The usefulness of our approach was evident early on in our analysis. At first, we calculated the total cost as
sum(acquisition_cost), not accounting for the quantity of items. Because we have a processing script managed with version control, it was easy to catch the problem, fix it and regenerate the tables.
Not everybody uses PostgreSQL (or wants to). So our final step is to export cleaned and processed data for public consumption. This big old query merges useful categorical information, county FIPS codes, and pre-calculates the total cost for each equipment order:
psql leso -c "COPY ( select d.state, d.county, f.fips, d.nsn, d.item_name, d.quantity, d.ui, d.acquisition_cost, d.quantity * d.acquisition_cost as total_cost, d.ship_date, d.federal_supply_category, sc.name as federal_supply_category_name, d.federal_supply_class, c.full_name as federal_supply_class_name from data as d join fips as f on d.state = f.state and d.county = f.county join codes as c on d.federal_supply_class = c.code join codes as sc on d.federal_supply_category = sc.code ) to '`pwd`/export/states/all_states.csv' WITH CSV HEADER;"

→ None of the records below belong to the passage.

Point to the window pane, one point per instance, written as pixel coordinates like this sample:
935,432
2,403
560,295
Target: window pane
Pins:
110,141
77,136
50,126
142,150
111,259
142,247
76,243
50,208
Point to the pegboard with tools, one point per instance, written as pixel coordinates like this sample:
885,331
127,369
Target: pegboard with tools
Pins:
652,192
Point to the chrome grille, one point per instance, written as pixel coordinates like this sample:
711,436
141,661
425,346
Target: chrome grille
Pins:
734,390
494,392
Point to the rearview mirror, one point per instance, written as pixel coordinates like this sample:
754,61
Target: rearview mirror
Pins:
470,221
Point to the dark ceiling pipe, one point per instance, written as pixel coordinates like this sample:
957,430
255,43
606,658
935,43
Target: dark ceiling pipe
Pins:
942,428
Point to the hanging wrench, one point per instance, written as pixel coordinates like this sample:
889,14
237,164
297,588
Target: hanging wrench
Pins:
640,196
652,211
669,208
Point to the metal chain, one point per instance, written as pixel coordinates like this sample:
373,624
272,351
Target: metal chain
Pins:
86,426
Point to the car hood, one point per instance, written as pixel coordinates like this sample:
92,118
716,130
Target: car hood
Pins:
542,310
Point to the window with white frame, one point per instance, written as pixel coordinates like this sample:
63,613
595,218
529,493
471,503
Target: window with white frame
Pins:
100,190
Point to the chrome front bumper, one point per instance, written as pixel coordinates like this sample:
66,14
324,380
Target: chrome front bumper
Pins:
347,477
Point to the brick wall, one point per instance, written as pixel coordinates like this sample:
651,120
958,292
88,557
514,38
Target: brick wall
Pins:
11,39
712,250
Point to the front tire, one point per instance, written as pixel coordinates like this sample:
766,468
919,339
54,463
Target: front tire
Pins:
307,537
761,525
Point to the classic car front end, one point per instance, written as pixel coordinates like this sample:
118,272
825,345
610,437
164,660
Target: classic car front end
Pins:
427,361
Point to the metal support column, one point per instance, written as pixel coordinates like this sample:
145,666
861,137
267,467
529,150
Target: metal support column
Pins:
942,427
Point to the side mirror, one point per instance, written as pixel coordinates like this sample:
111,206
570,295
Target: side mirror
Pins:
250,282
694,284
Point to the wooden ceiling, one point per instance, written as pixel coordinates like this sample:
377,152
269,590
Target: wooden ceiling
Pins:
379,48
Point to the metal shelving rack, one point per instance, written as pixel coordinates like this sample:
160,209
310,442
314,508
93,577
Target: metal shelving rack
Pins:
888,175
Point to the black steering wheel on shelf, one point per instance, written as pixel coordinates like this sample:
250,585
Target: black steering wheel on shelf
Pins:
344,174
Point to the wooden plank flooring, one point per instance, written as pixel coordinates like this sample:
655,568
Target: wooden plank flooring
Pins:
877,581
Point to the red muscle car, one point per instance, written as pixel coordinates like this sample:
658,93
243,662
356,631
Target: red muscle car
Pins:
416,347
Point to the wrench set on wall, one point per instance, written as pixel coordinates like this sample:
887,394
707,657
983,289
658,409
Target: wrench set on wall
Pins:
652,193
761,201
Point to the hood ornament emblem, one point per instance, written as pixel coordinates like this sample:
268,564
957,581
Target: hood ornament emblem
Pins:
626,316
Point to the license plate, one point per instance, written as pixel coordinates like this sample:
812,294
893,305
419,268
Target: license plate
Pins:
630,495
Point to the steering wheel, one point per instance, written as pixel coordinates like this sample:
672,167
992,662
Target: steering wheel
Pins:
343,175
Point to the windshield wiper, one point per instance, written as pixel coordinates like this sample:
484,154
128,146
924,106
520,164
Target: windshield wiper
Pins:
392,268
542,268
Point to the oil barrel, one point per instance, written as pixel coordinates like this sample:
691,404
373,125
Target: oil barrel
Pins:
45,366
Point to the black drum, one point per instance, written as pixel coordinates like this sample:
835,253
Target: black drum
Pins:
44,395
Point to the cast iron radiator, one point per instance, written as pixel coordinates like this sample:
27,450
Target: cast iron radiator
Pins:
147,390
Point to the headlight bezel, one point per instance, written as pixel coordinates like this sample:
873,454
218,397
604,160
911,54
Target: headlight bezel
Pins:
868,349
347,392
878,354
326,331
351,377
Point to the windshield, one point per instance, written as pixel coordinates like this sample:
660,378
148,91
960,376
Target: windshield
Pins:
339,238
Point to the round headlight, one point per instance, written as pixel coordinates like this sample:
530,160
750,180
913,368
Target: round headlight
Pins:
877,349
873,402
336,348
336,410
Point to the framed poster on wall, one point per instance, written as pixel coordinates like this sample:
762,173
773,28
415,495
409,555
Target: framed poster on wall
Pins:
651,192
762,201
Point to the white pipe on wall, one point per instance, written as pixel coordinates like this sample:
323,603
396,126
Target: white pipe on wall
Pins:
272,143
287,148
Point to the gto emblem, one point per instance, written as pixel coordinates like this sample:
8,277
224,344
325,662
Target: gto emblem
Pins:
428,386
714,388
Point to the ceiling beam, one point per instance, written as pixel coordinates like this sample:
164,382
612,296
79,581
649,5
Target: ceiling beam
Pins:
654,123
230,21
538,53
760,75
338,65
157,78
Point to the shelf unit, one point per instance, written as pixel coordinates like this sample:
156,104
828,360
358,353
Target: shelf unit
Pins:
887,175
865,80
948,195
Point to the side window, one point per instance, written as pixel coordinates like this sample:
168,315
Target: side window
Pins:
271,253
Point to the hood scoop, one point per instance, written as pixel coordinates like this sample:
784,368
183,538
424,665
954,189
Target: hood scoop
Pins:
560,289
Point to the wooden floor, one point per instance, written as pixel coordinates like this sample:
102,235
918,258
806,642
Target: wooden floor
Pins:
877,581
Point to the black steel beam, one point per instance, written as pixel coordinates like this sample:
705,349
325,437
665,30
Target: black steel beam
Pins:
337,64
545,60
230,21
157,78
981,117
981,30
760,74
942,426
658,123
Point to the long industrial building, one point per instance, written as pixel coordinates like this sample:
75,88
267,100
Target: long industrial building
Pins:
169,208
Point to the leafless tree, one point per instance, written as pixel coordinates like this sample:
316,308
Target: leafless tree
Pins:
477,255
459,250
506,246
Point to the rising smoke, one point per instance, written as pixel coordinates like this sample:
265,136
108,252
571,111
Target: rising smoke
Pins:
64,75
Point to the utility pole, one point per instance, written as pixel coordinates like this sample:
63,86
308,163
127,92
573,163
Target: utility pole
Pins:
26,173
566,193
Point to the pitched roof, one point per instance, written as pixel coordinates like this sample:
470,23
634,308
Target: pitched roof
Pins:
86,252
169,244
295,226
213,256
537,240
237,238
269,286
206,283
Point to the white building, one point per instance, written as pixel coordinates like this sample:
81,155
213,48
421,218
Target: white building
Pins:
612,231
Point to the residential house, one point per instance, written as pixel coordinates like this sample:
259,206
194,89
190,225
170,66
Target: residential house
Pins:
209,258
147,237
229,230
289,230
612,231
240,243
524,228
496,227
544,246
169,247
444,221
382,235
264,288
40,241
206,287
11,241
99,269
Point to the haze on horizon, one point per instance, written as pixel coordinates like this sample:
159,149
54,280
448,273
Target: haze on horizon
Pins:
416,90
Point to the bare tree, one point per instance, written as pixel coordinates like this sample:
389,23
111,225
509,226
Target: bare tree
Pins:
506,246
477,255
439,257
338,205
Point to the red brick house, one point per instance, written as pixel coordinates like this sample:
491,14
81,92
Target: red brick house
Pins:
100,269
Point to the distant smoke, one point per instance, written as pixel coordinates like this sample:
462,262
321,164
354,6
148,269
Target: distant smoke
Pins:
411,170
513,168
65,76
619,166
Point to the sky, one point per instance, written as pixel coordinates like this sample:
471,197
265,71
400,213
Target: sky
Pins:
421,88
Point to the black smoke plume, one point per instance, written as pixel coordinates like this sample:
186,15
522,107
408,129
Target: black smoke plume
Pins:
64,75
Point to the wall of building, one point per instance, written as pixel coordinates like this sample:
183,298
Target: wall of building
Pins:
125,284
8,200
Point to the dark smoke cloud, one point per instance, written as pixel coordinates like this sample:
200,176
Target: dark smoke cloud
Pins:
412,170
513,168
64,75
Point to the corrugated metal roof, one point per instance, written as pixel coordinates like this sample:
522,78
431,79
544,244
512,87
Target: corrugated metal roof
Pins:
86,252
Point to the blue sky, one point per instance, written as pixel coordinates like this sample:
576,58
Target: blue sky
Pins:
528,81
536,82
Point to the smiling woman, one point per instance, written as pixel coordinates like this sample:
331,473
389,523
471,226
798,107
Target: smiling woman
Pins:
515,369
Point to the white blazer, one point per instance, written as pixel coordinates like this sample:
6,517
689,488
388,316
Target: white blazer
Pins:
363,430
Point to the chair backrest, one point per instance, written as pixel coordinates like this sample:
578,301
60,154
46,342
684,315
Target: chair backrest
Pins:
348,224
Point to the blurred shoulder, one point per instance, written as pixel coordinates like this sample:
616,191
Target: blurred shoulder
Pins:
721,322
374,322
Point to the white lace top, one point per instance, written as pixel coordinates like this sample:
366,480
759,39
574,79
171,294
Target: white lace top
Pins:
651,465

Because we’ve cleanly imported the data, we can re-run this export whenever we need. If we want to revisit the story with a year’s worth of additional data next summer, it won’t be a problem.
A few additional tips and tricks
Make your scripts chatty: Always print to the console at each step of import and processing scripts (e.g.
echo "Merging with census data"). This makes it easy to track down problems as they crop up and get a sense of which parts of the script are running slowly.
Use mappings to combine datasets: As demonstrated above, we make extensive use of files that map fields in one table to fields in another. We use SQL joins to combine the datasets. These features can be hard to understand at first. But once you get the hang of it, they are easy to implement and keep your data clean and simple.
Work on a subset of the data: When dealing with huge datasets that could take many hours to process, use a representative sample of the data to test your data processing workflow. For example, use 6 months of data from a multi-year dataset, or pick random samples from the data in a way that ensures the sample data adequately represents the whole.